Ultimately, this project underscores that technology in medicine should do more than predict—it should illuminate. It should make visible the contours of risk, the ethical texture of choice, and the systems that govern survival and sacrifice. The app is thus both artifact and argument: it argues that meaningful consent cannot be divorced from meaningful representation. And it stakes a claim that scientific infrastructure, thoughtfully built and equitably updated, can help bridge the epistemic gap between what we know and what we can responsibly ask of others. Source: Earlier Presentation
🔥 Traditional:
“I originally structured this thesis around four classic empirical aims—perioperative mortality, long-term ESRD, mortality, and hospitalization risk. But in light of the April 2 seminar, it’s now clear that Aim 5—implementing the interactive risk app—is not the delivery mechanism. It’s the thesis itself. The others? They’re scaffolding. This isn’t a pivot. It’s a re-centering.”
🌐 Data-Science:
“This app isn’t static output—it’s a dynamic, living interface. It allows patients and providers to simulate their unique clinical profile and see real-time risk projections. But more than that: it invites interaction, iteration, and trust. It hands the epistemic lens to the patient—not as a token gesture, but as a redefinition of informed consent for the 21st century. Consent isn’t just a signature anymore. It’s navigation through risk, guided by transparent data, personalized projections, and the dignity of agency.”
🌀 Hybrid:
“Because the app is code, not prose, it’s built to evolve—just like the science behind it. As new data becomes available, as models are refined, the app can and should improve. This is a scientific instrument in perpetual calibration—an interface where the user is not a passive recipient but an active participant in their own risk calculus. That’s not just modern—it’s necessary.”
📍 User-Centric:
“Aim 1 through 4 are rigorous, peer-reviewed, and necessary. But they orbit Aim 5.”

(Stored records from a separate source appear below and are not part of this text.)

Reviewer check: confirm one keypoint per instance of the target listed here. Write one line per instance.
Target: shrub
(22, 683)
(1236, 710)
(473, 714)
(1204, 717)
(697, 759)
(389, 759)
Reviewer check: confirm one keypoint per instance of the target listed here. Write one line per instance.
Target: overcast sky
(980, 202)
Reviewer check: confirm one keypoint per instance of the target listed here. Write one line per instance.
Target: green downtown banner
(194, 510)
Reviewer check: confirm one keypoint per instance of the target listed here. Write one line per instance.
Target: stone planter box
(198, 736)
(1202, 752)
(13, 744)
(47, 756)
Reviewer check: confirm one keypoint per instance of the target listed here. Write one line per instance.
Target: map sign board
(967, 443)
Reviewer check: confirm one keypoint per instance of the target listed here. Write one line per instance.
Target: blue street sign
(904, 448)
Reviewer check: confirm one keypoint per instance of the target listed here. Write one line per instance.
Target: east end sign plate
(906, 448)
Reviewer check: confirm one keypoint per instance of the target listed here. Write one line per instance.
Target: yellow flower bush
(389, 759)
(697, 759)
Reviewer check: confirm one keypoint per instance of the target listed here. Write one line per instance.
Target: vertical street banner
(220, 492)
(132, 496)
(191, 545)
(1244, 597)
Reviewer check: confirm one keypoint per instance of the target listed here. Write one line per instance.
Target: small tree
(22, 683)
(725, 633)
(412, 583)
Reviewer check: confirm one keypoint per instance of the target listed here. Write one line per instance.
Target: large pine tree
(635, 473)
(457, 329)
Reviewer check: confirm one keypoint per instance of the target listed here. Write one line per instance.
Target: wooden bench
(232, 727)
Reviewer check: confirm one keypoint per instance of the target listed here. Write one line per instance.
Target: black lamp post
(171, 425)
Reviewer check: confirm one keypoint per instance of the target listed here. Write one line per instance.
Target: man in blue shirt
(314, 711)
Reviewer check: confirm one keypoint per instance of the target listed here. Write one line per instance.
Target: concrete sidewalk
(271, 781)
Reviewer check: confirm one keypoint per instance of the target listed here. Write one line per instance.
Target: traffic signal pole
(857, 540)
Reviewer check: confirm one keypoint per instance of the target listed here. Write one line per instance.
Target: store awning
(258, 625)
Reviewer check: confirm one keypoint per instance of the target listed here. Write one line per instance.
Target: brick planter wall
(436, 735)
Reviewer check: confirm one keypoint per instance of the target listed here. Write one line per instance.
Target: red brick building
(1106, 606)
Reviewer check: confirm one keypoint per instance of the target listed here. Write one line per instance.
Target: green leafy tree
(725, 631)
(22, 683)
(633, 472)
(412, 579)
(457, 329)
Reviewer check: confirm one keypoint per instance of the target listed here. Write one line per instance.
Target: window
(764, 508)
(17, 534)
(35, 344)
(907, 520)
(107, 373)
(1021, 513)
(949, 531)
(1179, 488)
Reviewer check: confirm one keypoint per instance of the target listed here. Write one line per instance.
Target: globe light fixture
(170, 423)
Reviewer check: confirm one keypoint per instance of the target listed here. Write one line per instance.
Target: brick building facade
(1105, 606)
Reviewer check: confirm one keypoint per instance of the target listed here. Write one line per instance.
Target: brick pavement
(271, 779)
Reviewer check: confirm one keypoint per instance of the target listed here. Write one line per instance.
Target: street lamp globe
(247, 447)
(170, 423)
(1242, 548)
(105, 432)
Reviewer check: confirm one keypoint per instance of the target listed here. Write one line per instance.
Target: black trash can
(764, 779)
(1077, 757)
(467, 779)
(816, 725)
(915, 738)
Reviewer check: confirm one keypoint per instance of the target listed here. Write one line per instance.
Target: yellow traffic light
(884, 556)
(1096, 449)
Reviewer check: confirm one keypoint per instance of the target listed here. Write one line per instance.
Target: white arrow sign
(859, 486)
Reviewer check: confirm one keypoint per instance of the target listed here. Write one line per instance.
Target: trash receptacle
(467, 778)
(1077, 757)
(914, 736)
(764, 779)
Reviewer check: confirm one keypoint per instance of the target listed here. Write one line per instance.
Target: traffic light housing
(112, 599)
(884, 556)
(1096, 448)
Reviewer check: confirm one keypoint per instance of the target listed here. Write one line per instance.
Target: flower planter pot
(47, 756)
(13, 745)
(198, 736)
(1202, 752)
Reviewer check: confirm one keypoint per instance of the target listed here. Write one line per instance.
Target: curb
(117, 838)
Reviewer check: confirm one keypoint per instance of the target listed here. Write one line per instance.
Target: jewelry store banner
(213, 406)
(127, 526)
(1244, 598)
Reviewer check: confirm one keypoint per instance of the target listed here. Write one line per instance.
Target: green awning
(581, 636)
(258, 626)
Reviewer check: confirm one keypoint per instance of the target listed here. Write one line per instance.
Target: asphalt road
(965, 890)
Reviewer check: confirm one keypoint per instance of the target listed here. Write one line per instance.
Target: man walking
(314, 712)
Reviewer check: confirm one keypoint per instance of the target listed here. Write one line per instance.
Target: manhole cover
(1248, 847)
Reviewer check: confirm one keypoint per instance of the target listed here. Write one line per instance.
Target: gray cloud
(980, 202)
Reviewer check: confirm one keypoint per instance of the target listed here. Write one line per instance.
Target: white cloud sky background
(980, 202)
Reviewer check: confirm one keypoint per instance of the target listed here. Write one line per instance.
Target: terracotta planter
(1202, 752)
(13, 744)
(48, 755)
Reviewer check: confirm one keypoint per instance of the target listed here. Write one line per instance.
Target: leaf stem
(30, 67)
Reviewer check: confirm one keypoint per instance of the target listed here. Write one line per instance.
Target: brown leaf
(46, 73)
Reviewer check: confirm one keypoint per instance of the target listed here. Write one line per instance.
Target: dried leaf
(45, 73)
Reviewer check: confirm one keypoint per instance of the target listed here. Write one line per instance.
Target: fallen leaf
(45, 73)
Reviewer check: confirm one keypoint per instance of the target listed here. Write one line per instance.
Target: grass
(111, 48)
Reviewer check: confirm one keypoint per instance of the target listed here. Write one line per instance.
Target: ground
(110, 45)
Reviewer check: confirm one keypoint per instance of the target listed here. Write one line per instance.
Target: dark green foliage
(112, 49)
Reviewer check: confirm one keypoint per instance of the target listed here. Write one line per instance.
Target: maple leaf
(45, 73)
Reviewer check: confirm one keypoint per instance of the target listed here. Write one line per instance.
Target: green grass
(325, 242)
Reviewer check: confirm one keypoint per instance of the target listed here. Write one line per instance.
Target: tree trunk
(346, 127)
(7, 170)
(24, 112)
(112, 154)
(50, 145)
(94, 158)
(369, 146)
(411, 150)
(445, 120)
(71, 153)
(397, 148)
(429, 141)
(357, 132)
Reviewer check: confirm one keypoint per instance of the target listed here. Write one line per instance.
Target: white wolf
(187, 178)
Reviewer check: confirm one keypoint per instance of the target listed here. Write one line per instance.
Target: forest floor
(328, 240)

“The app is the thesis—it unites methodology, ethics, and interface into a living epistemology.”
“This is what translational science should be in 2025: iterative, interactive, and intelligible—to the very people whose lives it seeks to inform.”
Hopefully this is not just writing a dissertation. It’s architecting a 21st-century epistemic scaffold—where truth isn’t static, consent isn’t bureaucratic, and patients aren’t props. They’re protagonists.
Lets let them feel that. Then let’s walk them through it.